Pero queremos resaltar también que en escenarios de emergencia social como este se pone en evidencia la crisis de cuidados que ya tenemos encima desde hace mucho, y que las feministas hemos querido evidenciar, pero que se mantiene invisible.

El cierre de los centros educativos, unido a que los y las abuelas sean la población de más riesgo, nos sitúan en una tesitura difícil: ¿Qué priorizamos, lo productivo o los cuidados? Y sobre todo ¿Quién puede elegir en esta situación? Como todo, es una cuestión de clases, de privilegios, de género. Teletrabajar y cuidar a la vez es difícil, muy difícil. Hay quien se turna (si son dos progenitores y se pueden compaginar los tiempos), hay quien paga a un tercero/a para que cuide a la prole. Y, sobre todo, habrá que escuchar las historias de las madres y de los padres para saber quién ha podido teletrabajar más y mejor. Porque, seguro que teletrabajar a gusto también es cuestión de género. En este contexto, están surgiendo muchas iniciativas de vecinos y vecinas que se ofrecen para ayudar a quienes lo necesiten. Esta es la maravilla de las crisis, que los seres humanos también sacamos la mejor parte de nosotros mismos. Esto nos hace preguntarnos ¿y estas iniciativas no podrán tener su cabida en un contexto más normalizado? ¿No podríamos entender que las redes de apoyo mutuo fuera del sistema capitalista nos harían la vida mucho más fácil? Porque cuando trabajamos y cuidamos a tiempo completo, se necesita mucha ayuda, pero nadie lo ve, normalmente porque nos pasa sobre todo a las mujeres, y lo asumimos todo sobre nuestros cuerpos y el engranaje sigue a pesar de nosotras mismas. Pero sería maravillosa una sociedad en las que las redes de apoyo mutuo funcionaran, y no es tan difícil, es sólo empezar a pensar de manera comunitaria y no individualista. Y esto es lo que somos, ¿Y por qué si no estamos encerrados/as en casa? Para que las personas vulnerables no estén en peligro. Somos una sociedad solidaria, lo demostramos una y otra vez en las situaciones de emergencia, pero luego vuelve la normalidad y el individualismo capitalista se impone otra vez. Intentemos que esta vez no sea así, que esta crisis humanitaria, social y económica nos posicione en otro lugar mejor para todas y todos.

 

Comunicado Fmj Coronavirus

 

No olvidemos que el feminismo es:

 

  • Poner en el centro la vida, los cuidados, y no el empleo.

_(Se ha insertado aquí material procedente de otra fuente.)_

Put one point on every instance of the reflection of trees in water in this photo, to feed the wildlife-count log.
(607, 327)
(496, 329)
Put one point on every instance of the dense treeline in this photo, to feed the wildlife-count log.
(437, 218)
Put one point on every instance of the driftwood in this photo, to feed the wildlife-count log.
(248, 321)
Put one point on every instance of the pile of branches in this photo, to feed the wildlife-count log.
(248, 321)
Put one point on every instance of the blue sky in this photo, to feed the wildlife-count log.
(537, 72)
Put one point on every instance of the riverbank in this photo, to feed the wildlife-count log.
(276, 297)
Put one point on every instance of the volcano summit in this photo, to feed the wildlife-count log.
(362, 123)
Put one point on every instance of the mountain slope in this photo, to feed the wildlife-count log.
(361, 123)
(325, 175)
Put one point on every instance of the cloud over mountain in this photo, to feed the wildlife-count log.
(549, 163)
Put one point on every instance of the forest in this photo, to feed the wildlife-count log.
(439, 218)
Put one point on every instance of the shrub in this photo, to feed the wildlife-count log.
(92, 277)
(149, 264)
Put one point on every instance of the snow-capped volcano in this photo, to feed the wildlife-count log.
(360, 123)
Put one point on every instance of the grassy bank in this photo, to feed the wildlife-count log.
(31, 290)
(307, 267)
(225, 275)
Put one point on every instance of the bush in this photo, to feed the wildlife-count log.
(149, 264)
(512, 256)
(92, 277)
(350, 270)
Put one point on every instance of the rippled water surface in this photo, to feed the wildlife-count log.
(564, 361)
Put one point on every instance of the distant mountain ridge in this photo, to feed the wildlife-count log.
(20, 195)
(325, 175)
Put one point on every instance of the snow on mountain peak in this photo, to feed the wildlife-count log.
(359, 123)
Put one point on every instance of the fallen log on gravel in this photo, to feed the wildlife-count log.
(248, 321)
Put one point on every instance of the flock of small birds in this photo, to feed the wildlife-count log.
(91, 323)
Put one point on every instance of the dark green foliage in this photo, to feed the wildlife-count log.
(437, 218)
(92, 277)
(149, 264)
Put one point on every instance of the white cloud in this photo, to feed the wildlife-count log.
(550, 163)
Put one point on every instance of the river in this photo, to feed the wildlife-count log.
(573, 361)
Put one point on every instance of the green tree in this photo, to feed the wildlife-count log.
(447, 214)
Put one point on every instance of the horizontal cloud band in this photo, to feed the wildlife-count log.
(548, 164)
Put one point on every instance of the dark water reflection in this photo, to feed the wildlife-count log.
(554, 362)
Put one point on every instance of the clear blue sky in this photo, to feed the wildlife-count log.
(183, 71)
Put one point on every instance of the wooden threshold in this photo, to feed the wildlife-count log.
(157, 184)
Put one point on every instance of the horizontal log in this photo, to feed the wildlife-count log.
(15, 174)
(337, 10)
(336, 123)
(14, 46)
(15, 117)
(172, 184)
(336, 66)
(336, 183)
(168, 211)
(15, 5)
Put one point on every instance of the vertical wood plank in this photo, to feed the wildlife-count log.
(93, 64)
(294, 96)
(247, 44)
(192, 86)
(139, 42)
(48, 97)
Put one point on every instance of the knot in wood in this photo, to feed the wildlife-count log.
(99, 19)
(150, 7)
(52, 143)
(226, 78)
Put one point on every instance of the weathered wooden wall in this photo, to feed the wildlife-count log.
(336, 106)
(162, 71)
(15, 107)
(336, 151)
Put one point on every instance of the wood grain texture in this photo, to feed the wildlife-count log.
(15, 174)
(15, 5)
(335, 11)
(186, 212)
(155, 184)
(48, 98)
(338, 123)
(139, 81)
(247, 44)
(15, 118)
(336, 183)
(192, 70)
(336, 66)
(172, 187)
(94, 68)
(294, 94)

Para ello las personas tienen que tener garantizado el acceso a sus derechos básicos. ¿o quién se puede quedar en casa en esta crisis cuidando a las personas que más lo necesitan; menores y personas dependientes? ¿quién se puede quedar sin riesgo a perder su empleo? ¿quiénes se pueden quedar en casa y evitar así el riesgo de enfermar?

 

  • Permitir el teletrabajo cuando sea posible, y flexibilizar las jornadas laborales, supone que las personas puedan conciliar con su vida, tanto familiar como personal, favoreciendo el desarrollo humano y el bienestar de las personas y la sociedad.